Of course that the tree is much bigger, but you've got the ideea.

We can retrieve the synsets that creates a path from a synset to any of the roots of these trees.

In [18]:
# get the first synset in the list
synset_id = wordnet.synsets()[0]
relation = "hypernym"

synset_ids_root = wordnet.synset_to_root(synset_id, relation)
print("List of synsets from synset with id '{}' to root in the {} tree: {}".format(synset_id, relation, synset_ids_root))

List of synsets from synset with id 'ENG30-00006269-n' to root in the hypernym tree: ['ENG30-00006269-n', 'ENG30-00004258-n', 'ENG30-00003553-n', 'ENG30-00002684-n']

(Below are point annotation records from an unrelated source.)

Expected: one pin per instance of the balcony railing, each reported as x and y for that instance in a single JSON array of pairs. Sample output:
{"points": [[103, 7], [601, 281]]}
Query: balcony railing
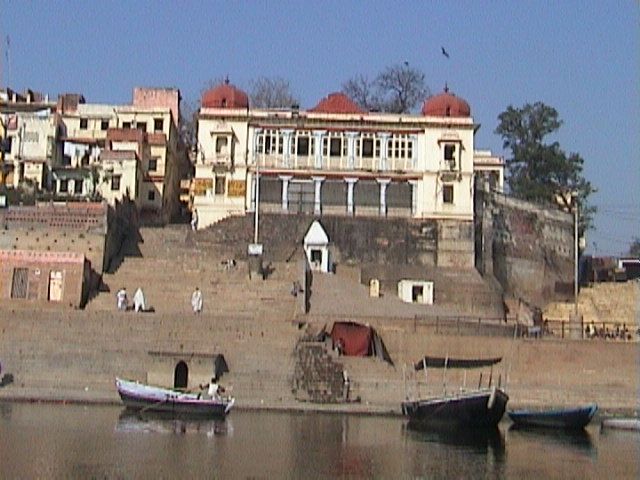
{"points": [[297, 162]]}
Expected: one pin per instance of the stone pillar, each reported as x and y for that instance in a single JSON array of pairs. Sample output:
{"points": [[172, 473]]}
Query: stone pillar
{"points": [[383, 182], [285, 191], [414, 197], [351, 149], [254, 178], [350, 184], [317, 206], [414, 151], [286, 147], [384, 150], [318, 135]]}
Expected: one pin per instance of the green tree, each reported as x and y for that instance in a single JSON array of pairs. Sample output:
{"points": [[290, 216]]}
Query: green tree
{"points": [[539, 171]]}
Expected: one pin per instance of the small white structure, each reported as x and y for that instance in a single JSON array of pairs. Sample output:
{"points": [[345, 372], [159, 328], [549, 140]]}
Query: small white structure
{"points": [[316, 247], [374, 288], [416, 291]]}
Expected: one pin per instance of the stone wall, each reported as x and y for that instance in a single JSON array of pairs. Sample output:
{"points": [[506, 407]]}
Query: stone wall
{"points": [[317, 377], [527, 247], [73, 227]]}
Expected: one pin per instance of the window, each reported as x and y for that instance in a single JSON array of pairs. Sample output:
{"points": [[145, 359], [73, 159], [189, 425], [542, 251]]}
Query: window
{"points": [[400, 147], [5, 145], [335, 148], [220, 185], [367, 147], [447, 194], [303, 146], [450, 153], [221, 144]]}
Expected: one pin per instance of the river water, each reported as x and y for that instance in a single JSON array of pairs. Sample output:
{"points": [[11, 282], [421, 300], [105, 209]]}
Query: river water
{"points": [[75, 441]]}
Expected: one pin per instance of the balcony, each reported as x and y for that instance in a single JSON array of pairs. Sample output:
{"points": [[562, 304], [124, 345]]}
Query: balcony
{"points": [[342, 164]]}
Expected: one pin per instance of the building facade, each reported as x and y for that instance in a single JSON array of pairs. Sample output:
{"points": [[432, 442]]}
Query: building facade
{"points": [[337, 159], [59, 147]]}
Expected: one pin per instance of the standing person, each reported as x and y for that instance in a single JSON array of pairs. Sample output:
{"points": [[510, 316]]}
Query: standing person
{"points": [[194, 220], [196, 300], [121, 297], [139, 303]]}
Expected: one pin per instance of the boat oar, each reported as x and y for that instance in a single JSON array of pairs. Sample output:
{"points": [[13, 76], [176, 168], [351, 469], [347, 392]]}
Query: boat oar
{"points": [[154, 404]]}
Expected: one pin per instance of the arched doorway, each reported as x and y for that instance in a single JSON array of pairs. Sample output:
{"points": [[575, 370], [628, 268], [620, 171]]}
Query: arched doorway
{"points": [[181, 375]]}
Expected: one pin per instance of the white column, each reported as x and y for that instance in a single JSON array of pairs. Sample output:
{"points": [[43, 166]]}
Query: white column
{"points": [[286, 147], [384, 149], [318, 135], [351, 148], [383, 182], [255, 178], [285, 191], [414, 197], [317, 207], [350, 184], [414, 151]]}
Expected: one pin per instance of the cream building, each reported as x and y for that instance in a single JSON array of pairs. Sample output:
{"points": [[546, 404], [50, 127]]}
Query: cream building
{"points": [[155, 112], [337, 159], [28, 135]]}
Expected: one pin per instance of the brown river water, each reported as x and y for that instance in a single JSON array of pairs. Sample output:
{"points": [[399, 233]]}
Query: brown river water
{"points": [[76, 441]]}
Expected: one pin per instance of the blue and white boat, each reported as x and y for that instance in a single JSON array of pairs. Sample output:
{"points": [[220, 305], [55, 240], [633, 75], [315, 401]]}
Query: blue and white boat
{"points": [[564, 418], [141, 397]]}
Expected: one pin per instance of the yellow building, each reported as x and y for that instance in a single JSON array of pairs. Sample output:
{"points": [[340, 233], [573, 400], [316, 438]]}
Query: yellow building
{"points": [[338, 159]]}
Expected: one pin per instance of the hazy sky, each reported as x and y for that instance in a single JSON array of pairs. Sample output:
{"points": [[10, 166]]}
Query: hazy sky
{"points": [[581, 57]]}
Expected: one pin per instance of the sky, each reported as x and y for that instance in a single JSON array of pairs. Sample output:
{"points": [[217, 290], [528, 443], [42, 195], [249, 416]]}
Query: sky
{"points": [[581, 57]]}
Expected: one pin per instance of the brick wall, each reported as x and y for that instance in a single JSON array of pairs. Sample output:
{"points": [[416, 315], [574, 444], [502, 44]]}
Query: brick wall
{"points": [[527, 247]]}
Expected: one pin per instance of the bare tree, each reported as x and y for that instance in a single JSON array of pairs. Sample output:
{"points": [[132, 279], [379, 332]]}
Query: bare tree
{"points": [[397, 89], [271, 93], [362, 91], [402, 88]]}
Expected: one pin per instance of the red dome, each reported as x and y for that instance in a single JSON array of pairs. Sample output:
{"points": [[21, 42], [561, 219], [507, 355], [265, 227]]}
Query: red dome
{"points": [[337, 103], [225, 96], [446, 104]]}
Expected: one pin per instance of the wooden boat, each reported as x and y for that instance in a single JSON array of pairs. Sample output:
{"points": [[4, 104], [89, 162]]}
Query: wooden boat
{"points": [[475, 408], [565, 418], [622, 424], [479, 408], [141, 397]]}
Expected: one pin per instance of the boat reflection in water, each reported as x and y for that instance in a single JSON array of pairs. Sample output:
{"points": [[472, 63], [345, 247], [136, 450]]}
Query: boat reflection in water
{"points": [[576, 440], [159, 422], [476, 440]]}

We observe that to specify the desired tree, we have to specify a relation type from a child to his parent(not from parent to child!). For instance: "hypernym", "meronym" etc. The default is "hypernym", so we could simply call the 'synset_to_root' by simply specifying the id of the synset.

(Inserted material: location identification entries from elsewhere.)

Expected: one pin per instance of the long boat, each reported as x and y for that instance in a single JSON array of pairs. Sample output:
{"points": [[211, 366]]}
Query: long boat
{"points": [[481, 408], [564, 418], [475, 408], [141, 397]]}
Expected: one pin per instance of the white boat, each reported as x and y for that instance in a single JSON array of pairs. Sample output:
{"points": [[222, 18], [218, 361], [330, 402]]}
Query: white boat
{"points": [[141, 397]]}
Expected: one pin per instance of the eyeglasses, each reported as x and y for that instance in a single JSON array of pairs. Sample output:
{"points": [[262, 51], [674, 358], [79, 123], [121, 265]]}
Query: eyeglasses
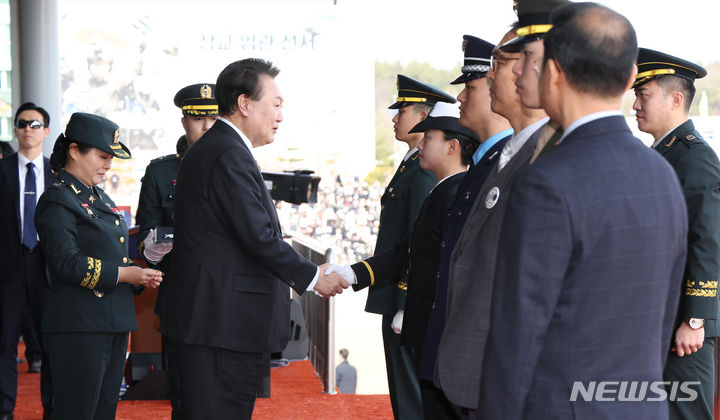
{"points": [[34, 124], [496, 61]]}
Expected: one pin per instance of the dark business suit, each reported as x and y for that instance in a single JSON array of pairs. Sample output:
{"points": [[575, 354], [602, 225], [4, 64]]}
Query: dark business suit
{"points": [[456, 217], [88, 314], [401, 204], [470, 280], [229, 300], [591, 252], [23, 284], [155, 209], [698, 169]]}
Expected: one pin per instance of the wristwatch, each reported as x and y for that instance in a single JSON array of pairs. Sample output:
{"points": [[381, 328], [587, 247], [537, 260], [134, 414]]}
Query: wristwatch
{"points": [[695, 323]]}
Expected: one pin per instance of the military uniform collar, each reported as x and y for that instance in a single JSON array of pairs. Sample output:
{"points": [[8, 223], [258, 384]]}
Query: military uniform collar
{"points": [[668, 140]]}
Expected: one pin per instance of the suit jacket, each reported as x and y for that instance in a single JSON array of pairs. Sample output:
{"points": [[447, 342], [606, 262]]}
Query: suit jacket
{"points": [[698, 169], [470, 279], [155, 209], [231, 267], [418, 260], [401, 204], [462, 204], [10, 220], [591, 253], [85, 240]]}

We can also retrieve the lowest common ancestor of two synsets in a tree.

In [19]:
# get the first synset in the list
synset_id1 = wordnet.synsets()[0]
# get the second synset in the list
synset_id2 = wordnet.synsets()[1]
relation = "hypernym"

lcs_id = wordnet.lowest_common_ancestor(synset_id1, synset_id2, relation)
print("Lowest common ancestor in the {} tree of synset with id '{}' and synset with id '{}' is '{}':"
          .format(relation, synset_id1, synset_id2, lcs_id))

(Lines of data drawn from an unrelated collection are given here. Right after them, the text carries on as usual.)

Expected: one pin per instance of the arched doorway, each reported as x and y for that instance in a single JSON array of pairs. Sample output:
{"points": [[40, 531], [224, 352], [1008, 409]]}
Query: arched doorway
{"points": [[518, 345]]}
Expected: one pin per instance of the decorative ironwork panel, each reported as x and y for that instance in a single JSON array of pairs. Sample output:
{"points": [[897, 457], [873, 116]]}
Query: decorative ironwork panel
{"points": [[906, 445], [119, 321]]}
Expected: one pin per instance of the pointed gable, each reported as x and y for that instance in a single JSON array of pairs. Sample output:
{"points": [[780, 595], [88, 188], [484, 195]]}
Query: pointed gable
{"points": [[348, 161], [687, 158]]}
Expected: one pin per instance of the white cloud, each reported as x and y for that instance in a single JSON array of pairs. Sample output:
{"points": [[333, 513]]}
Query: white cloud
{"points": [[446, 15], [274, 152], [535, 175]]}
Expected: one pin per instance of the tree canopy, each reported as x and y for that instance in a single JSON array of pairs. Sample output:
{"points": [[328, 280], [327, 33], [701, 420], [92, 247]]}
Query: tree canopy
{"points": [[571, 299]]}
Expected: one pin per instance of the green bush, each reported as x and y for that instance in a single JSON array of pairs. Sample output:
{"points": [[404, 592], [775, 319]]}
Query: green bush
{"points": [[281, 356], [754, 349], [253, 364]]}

Lowest common ancestor in the hypernym tree of synset with id 'ENG30-00006269-n' and synset with id 'ENG30-00006484-n' is 'ENG30-00004258-n':


Again, we specify the desired tree by a relation type from a child to the parent. 

The following content will show a little bit more advanced series of operations.
Task: We would like to extract a list of synonyms and antonyms from all the nouns in WordNet

We first extract synonyms directly from synsets. We list all noun synsets then iterate through them and create pairs from each synset.

In [20]:
import itertools

synonyms = []
synsets_id = wordnet.synsets()
# for each synset, we create a list of synonyms between its literals
for synset_id in synsets_id:
    # the literals object is a dict, but we need only the
    # actual literals (not senses)
    synset = wordnet.synset(synset_id)
    literals = list(synset.literals)
    for i in range(len(literals)):
        for j in range(i+1, len(literals)):
            # append a tuple containing a pair of synonym literals
            synonyms.append((literals[i], literals[j]))

# list a few synonyms
print("\n\tList of the first 5 synonyms: ({} total synonym pairs extracted)".format(len(synonyms)))
for i in range(5):
    print("\t\t {:>20} == {}".format(synonyms[i][0], synonyms[i][1]))


	List of the first 5 synonyms: (45343 total synonym pairs extracted)
		               plantă == vegetală
		                 fapt == fenomen
		        neîndeplinire == nerealizare
		              mișcare == propulsare
		              alegere == opțiune


Now, antonyms. We now want to extract antonyms. We look at all the antonymy relations and then for each pair of synsets in this relation we generate a cartesian product between their literals.

In [21]:
synset_pairs = []

synsets_id = wordnet.synsets()  # extract all synsets
for synset_id in synsets_id:
    synset = wordnet.synset(synset_id)  # extract the antonyms of a synset
    synset_antonyms_id = wordnet.adjacent_synsets(synset.id,
                                                 relation="near_antonym")
    for synset_antonym_id in synset_antonyms_id:  # for each antonym synset
        synset_antonym = wordnet.synset(synset_antonym_id) # if the antonymy pair doesn't already exists
        if (synset_antonym, synset) not in synset_pairs:
            synset_pairs.append((synset, synset_antonym))  # add the antonym tuple to the list

# for each synset pair extract its literals, so we now have a list of
# pairs of literals
literal_pairs = []
for synset_pair in synset_pairs:
    # extract the literals of the first synset in the pair
    synset1_literals = list(synset_pair[0].literals)
    # extract the literals of the second synset in the pair
    synset2_literals = list(synset_pair[1].literals)
    # add a tuple containing the literals of each synset
    literal_pairs.append((synset1_literals, synset2_literals))

antonyms = []
# for each literals pair, we generate the cartesian product between them
for literal_pair in literal_pairs:
    for antonym_tuple in itertools.product(literal_pair[0], literal_pair[1]):
        antonyms.append(antonym_tuple)

# list a few antonyms
print("\n\tList of the first 5 antonyms: ({} total antonym pairs extracted)".format(len(antonyms)))
for i in range(5):
    print("\t\t {:>20} != {}".format(antonyms[i][0], antonyms[i][1]))


	List of the first 5 antonyms: (4917 total antonym pairs extracted)
		               femelă != mascul
		               femelă != parte_bărbătească
		      parte_femeiască != mascul
		      parte_femeiască != parte_bărbătească
		        imparicopitat != paricopitat